Rashad Hussain, President Obama's special envoy to the Organization of the Islamic Conference (OIC), will join representatives of Muslim Brotherhood-affiliated organizations at a Chicago conference next week. Hussain will join Ahmed Rehab, executive director of the Chicago chapter of the Council on American-Islamic Relations (CAIR), on a panel discussing OIC relations with American Muslims.
Rehab is not the only conference speaker associated with the Muslim Brotherhood. Others scheduled to address the conference include John Esposito, an academic sympathetic with the Brotherhood, and Safaa Zarzour, Secretary General of the Islamic Society of North America (ISNA).
ISNA was founded by Muslim Brotherhood members in the United States.
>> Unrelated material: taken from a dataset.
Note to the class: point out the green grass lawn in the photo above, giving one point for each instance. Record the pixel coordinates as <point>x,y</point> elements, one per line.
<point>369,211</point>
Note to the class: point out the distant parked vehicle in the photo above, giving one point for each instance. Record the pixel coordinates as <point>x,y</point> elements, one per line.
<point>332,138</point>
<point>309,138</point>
And CAIR was linked in court papers to a Brotherhood-organized Hamas-support effort.
According to the Global Muslim Brotherhood Daily Report, the conference, which begins Tuesday and ends on Thursday, will take place at the American Islamic College (AIC) in Chicago. A Hudson Institute report last year identified the AIC as "the first Islamic university in the U.S.," one that was planned by the Muslim Students Association (MSA). The AIC was once headed by MSA founder Ahmed Sakr.
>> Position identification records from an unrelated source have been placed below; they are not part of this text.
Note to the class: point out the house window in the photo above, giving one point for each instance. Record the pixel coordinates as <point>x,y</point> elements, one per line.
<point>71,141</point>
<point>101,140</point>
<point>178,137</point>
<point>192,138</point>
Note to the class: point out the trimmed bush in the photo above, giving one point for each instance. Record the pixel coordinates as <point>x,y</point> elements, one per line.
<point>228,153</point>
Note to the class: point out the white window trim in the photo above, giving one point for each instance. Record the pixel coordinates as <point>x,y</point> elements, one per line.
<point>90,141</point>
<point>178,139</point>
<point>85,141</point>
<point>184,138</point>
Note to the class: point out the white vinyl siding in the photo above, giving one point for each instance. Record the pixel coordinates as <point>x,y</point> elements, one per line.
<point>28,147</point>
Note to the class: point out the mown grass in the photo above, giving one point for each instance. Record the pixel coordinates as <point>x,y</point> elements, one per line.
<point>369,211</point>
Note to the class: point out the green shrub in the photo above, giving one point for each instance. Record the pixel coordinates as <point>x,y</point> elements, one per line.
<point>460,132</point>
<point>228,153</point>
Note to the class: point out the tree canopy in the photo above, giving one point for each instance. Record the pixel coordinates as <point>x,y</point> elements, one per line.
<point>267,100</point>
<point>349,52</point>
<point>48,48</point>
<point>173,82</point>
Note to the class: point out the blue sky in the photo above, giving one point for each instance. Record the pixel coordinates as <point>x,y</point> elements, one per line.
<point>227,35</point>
The Chicago appearance is just the latest controversy during Hussain's brief tenure as special envoy to the OIC. In February, Hussain initially claimed he could not remember blasting the Justice Department for "politically motivated prosecutions" of terrorist suspects, including the case against Sami Al-Arian, who pled guilty to providing support to Palestinian Islamic Jihad and served on its governing board.
After Politico provided quotes from a recording of the event to the White House documenting that he had made the speech in question, Hussain reversed himself and admitted making the comments.
In July, Hussain addressed ISNA's annual conference in Chicago.